Rathmines is what you make it, or what it has made you. It’s where you found yourself living when you came to Dublin to join the Civil Service or any of the low to mid-ranking professions, and never left.
Or, it’s where you spent your college years drinking and thinking; or it’s where you grew up, went to school, you had your first pint in the Concorde or Streets, now Rody Bolands, a late 19th century pub transported lock, stock and porter barrel from Nenagh, Co Tipperary.
There’s a McDonald’s and a Cafe Kylemore, but there’s also an array of Chinese, Japanese, Thai, Indian and eastern European restaurants to chose from.
Rathmines has a real main street, with its own shopping centre, The Swan, which also houses an Omniplex cinema, a fine 1930s style post office and public library, schools for all ages and a college of further education (Rathmines College).
And it’s got soul – where else would you find the likes of Abner Browns, a barber shop that doubles as a gig venue, and recently welcomed REM lead man Michael Stipe, who dropped in on a tourism visit?
In the last 10 years or so, the housing landscape has changed in Rathmines, with a large number of the red-brick houses converted back from the bedsits and flats we all remember to the splendid piles they originally were.
So it’s been gentrified, but only in a random, Rathmines kind of way. It’s still trendy, tatty, occasionally beautiful, but never boring.
As well as the many pubs, restaurants and eateries, there are many of the clubs and societies that give Rathmines its genuine community feel, including a musical society, a writers’ group, a local history group and many others. The MART multi platform arts group has taken over the old fire station building and operates a range of cultural events.
There are vibrant, active retirement groups and a Rathmines Older People’s Network. The Rathmines Pembroke Community Partnership offers a range of services to the less-advantaged, and there are active community groups including Gateway Mental Health Project.
Shopping: There is an Aldi and a Lidl, of course, and the Swan Centre has the usual pharmacy, furniture, food shops and newsagents, but it also has health food emporiums and The House of Tea, where you can choose from 120 varieties.

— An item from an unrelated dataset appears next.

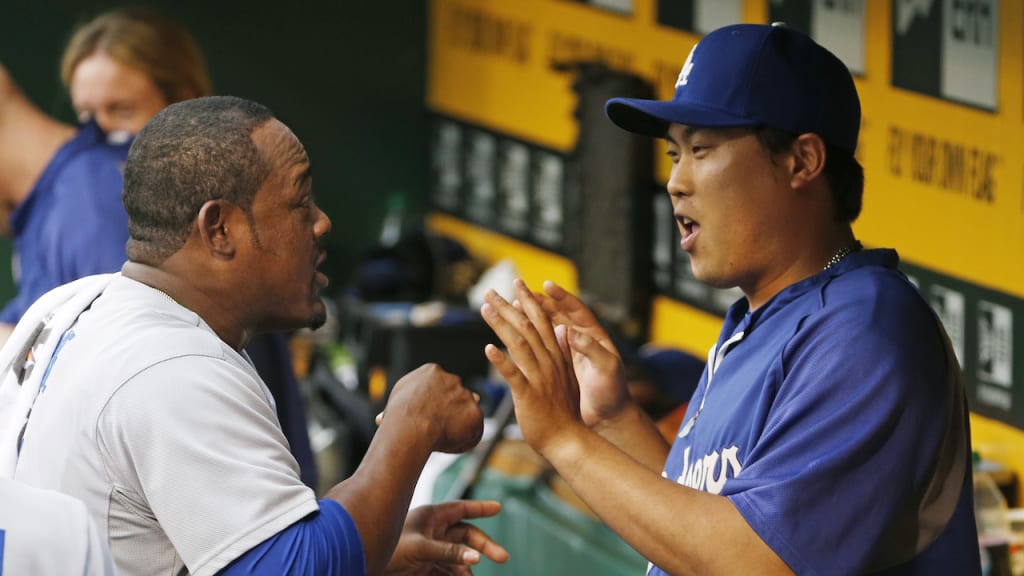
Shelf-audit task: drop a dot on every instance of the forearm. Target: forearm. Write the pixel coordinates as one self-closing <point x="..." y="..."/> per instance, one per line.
<point x="378" y="494"/>
<point x="679" y="529"/>
<point x="635" y="434"/>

Clegg’s cobblers on Rathmines Road goes back several generations in the family. The 3rd Policeman is a trendy olde worlde curios shop with a stylish edge, which sources many items from French flea marts.
The Beechwood stop on the Green Luas line is the nearest stop for most amenities in Rathmines. Dublin Bus routes 14, 14A, 15, 15A, 15B, 15E, 15F, 18, 65, 65B, 74, 74A, 83, 140 and 142 connect Rathmines with the city centre. It is also served by Nitelink 15N and 49N.

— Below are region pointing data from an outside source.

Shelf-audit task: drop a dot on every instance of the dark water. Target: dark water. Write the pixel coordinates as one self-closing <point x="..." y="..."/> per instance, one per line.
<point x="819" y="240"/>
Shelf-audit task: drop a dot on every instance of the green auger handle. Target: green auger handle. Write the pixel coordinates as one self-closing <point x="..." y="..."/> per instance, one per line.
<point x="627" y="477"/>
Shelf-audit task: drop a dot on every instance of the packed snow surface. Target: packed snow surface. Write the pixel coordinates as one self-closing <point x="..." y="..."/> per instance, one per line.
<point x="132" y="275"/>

St Mary’s College (C.S.Sp,), the all-boys primary and secondary schools; St Louis Primary School; Kildare Place National School, on the grounds of the Church of Ireland College of Education, is a Church of Ireland sponsored primary school.
Rathmines College offers courses in Business, Journalism, Office Administration, Accountancy, IT, Liberal Arts, English Language and more.

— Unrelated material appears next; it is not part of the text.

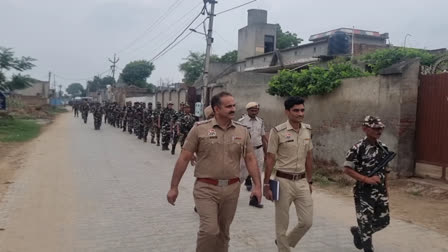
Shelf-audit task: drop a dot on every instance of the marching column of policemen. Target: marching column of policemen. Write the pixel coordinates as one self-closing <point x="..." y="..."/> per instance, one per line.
<point x="224" y="152"/>
<point x="166" y="125"/>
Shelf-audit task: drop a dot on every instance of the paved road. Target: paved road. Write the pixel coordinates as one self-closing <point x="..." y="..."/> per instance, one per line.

Essentially, it’s high end and then there’s apartments; there’s no real in between, says Ronan O’Malley of Sherry FitzGerald.
While there are many red-brick terraces in the back lanes, these also tend to have higher end prices. There’s a wealth of fine red-brick mansions in places like Palmerstown Road and Park, Temple Villas, Cowper Road and Ormond Road.
Many old bedsits have been reconverted into large houses, and it’s not unusual to go over the €1m mark. O’Malley has a property on Belgrave Square going on the market for €1.4m. Buildings formerly in flats are also going to auction at cheaper guides. A period home with five units at 104 Leinster Road is scheduled for this month’s Allsop auction with a reserve of €475,000.
Apartments are plentiful, confirms Darragh O’Connor, of REA Grimes, and these would be much more affordable for the first-time buyer.